In this file screen-shot taken in Moscow, a computer screen shows an undated photo of a man identified as Chechen separatist leader Doku Umarov posted on the site. Chechen militant leader Umarov  has claimed responsibility for twin suicide bombings on Moscow subway that  killed 39 and wounded scores of others. Doku Umarov, who leads Islamic militants in Chechnya and nearby regions of Russia's North Caucasus, says in a statement posted on a pro-rebel Web site that the attacks were an act of revenge for the killing of civilians by Russian security forces
Doku Umarov

Rarely a week passes in Russia without news of a shooting, explosion or stand-off between security forces and militants in the North Caucasus. But only now, as suicide bombers are striking targets outside their heartlands more frequently, is this long-running conflict forcing itself back on the public agenda.

Moscow has struggled to rule the North Caucasus since it occupied the territory in the 19th century. Different parts of the region, which had been warring among themselves before Russian occupation, continued to fight for independence for more than a century.

But over the past 20 years, the nature of the unrest has changed. From the early 1990s, the Chechen independence movement began to transform into a pan-ethnic jihadist movement.

Formally, different jihadist groups swear allegiance to Doku Umarov, the warlord who heads the Caucasus Emirate, declared in 2007. The recent terrorist attacks in southern Russia follow an appeal in July by the terrorist leader to disrupt the Sochi Olympics with violence.

Terror experts say the construct is largely fiction and groups remain local, lacking joint command and co-ordination.
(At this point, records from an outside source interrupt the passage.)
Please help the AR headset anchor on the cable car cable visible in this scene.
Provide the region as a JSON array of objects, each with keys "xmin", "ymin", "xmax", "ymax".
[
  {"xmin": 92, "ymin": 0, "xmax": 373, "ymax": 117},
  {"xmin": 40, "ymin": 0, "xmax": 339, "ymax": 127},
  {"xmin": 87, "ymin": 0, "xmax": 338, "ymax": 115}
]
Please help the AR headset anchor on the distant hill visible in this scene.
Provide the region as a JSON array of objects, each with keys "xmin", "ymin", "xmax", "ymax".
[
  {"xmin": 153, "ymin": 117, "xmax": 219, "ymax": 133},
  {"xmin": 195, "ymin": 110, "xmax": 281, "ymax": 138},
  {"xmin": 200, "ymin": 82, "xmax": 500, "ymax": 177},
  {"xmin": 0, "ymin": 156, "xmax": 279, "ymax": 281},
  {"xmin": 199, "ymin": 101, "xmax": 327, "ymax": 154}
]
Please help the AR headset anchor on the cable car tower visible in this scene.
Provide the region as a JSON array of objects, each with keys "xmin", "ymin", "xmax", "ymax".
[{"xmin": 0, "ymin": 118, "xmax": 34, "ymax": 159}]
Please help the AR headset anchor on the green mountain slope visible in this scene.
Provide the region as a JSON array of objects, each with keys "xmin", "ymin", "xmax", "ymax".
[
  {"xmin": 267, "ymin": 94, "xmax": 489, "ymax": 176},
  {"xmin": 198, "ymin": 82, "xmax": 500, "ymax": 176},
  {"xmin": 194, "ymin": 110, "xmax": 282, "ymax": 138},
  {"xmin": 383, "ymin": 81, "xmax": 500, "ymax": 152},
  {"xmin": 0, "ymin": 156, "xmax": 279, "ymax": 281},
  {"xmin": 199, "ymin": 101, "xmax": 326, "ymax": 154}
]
They add that the Russian security services have been relatively successful in containing the threat, foiling attacks in other parts, most notably Moscow, over the past two years.

But now the government could become the victim of its success. “Effective military and security operations against the jihadists have clearly slowed the growth of their political sway and reduced the scale of their military activity, which peaked in 2009-11,” says Georgi Engelhardt, an expert on political Islam in Russia.

“But these operations are much less effective against the underlying political and social processes that feed the extremism – namely, the radicalisation of young Muslims in Russia as a whole, and in some of its regions in particular.”

He adds that while in the 1990s jihadists were active only in Chechnya and parts of Dagestan, they have spread to the rest of Dagestan, Ingushetia, Karachayevo-Cherkessia and Kabardino-Balkaria as well as other parts of southern Russia. As a result, potential attacks have become more difficult to predict and prevent.